When I was on the other side of the world, editing the South China Morning Post in Hong Kong, the answer to Britain’s great European question seemed straightforward. London should stop beating about the bush and join the euro. The hesitation about getting to the heart of Europe was retrograde Little Englandism. Now, at close range, the simplicities of long-range vision grow hazier by the week, if only because of the way Europe behaves.
Nothing can shake the fact that, after three wars in 75 years, the Continent has enjoyed five decades of peace, with the French and Germans seeing themselves as joint pillars of the region, rather than tribal foes. Nor can we ignore the corrosive effect of years of British handbag-swinging and dog-in-the-mangerism, amplified by media hysteria and xenophobia.
A year after getting back to this country, I would still count myself a paid-up member of the other church, which sees the construction of Europe as a Good Thing, and believes that, off the sports field, the crude pull of nationalism needs to be kept in check. But I find the faith being tested to an uncomfortable degree these days, to the point of inducing agnosticism on the euro. Indeed, all too often, our bishops and sacristans seem to be setting devilish tests of belief as they shell out ammunition for the unbelievers to hurl at the letters column of the Daily Telegraph.
The great synod in Nice last December was enough to make the congregation fall into soulful lamentation, as it watched the keepers of the original creed from either side of the Rhine squabble over voting rights in council meetings. No sooner had we revived our spirits by reading the exhortations of the great scribe on the op-ed page of the Guardian than France and Germany raised their flags at the next conclave to defend that noble cause, national electricity monopolies.

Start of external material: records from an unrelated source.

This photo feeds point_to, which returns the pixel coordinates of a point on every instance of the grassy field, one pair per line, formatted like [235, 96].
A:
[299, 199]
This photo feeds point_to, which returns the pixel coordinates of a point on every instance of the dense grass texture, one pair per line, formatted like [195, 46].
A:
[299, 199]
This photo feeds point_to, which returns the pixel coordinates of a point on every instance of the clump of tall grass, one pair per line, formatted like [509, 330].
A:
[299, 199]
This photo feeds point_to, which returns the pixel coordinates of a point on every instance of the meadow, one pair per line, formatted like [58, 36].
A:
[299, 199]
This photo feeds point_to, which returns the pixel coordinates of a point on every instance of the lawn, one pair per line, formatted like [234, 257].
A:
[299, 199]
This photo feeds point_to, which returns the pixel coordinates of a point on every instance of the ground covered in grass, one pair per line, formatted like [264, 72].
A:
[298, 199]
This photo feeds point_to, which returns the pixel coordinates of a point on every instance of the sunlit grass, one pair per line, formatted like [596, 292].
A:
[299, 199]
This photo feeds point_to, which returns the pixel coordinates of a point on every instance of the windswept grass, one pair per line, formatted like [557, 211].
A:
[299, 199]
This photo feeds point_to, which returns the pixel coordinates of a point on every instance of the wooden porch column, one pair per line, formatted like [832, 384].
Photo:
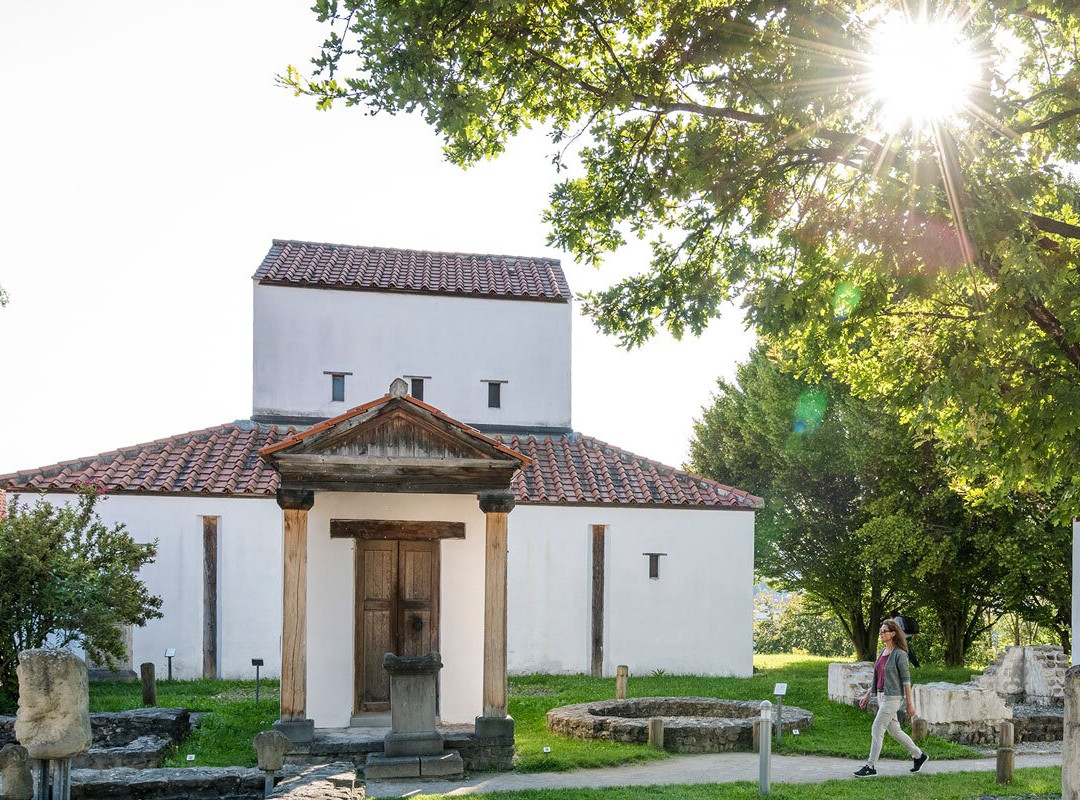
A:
[294, 620]
[496, 507]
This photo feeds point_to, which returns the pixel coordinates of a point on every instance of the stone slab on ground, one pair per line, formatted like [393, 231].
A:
[379, 767]
[445, 765]
[166, 784]
[327, 782]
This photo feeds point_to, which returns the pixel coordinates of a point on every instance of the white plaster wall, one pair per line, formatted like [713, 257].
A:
[250, 564]
[331, 614]
[696, 618]
[1076, 582]
[459, 341]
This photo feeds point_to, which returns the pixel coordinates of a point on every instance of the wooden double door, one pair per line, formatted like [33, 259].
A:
[396, 607]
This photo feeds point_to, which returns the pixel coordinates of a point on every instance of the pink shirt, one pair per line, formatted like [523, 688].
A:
[879, 672]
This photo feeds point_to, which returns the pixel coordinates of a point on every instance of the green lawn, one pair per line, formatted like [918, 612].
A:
[224, 737]
[837, 730]
[959, 786]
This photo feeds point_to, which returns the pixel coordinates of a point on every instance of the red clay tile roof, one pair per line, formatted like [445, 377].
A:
[383, 269]
[579, 469]
[225, 460]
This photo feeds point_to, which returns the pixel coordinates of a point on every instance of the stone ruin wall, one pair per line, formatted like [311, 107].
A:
[1033, 675]
[1026, 686]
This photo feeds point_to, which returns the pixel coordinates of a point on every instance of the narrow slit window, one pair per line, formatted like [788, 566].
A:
[495, 393]
[655, 565]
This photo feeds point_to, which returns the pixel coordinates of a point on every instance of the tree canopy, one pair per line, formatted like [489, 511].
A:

Like the actor who said how much easier his profession would be if he didn’t have to worry about the audience, so the men – and a few women – running Europe act as if they regard the people of the community as a necessary, but undesirable, element. When those people are consulted, they often prove unenthusiastic, as in the Danish and Irish euro referendums. Even in France, it should not be forgotten, the Maastricht Treaty only just scraped through.
No wonder, then, that a German commissioner who mused on whether a popular vote should be held on the enlargement of the European Union to eastern Europe was swiftly slapped down by colleagues. No wonder that Tony Blair is so wary of a referendum. No wonder that the polls show a high level of disillusion with the EU, or that critics find it so easy to take pot shots at the bureaucrats in ivory towers protected by the lack of democratic accountability, reinforced by the pitifully low turnout at European elections.
The trouble with asking the voters what they think is that they may tell you, and their view of their interests may not accord with the mission statements of European affairs ministries or the Commission. Enlargement, for instance, is part of the Holy Grail, but will the Italians sit by and watch aid being switched from the Mezzogiorno to Poland, or the Germans welcome a flood of workers from the east when the country’s unemployment is rising? For three decades, the top-down system bequeathed by French technocrats was seen as the template. All the evidence now is that the people for whom the Union should exist are fed up with a distant apparatus whose priority seems to be self-perpetuation.
Such an impression can only be fortified by the guardians of the treasury in Frankfurt. The devotion of the European Central Bank to the anti-inflationary sacraments is increasingly obscurantist, at a time when European economies need a jump-start. The bank’s dogmatism and secrecy fit ill with the sharp fall of the common currency in its short life.
Even when things were brighter, dreams of Europe taking over from the US as world economic motor overlooked one salient point: unemployment. The German total never fell to Chancellor Schroder’s goal of 3.5 million and, despite the creation of a million jobs since 1997, France’s jobless rate is still 8.8 per cent, just above the EU average. If the single market is here to stay, so, apparently, is unacceptably high unemployment.
Then there is the Common Agricultural Policy. Its encouragement of factory farming is, finally, coming into question. Its maintenance of high prices and barriers to imports from poor countries should be a major target of trade protesters. But, with presidential and legislative elections in France next year, will either the left or right there take the risk of serious reform that would alienate the farm vote? Jose Bove’s anti-globalisation fits in all too neatly with protectionism, which prefers not to speak its name as it bashes McDonald’s.
Faced with such problems, and wanting to keep the show on the road, the pro- European camp should acknowledge what is wrong with the Union, suggest remedies and seek pragmatic alliances. The EU has provided the framework for peaceful progress for hundreds of millions over the past half-century. It can – and should – go on doing so. But first, those in charge of its destiny must stop making it so hard.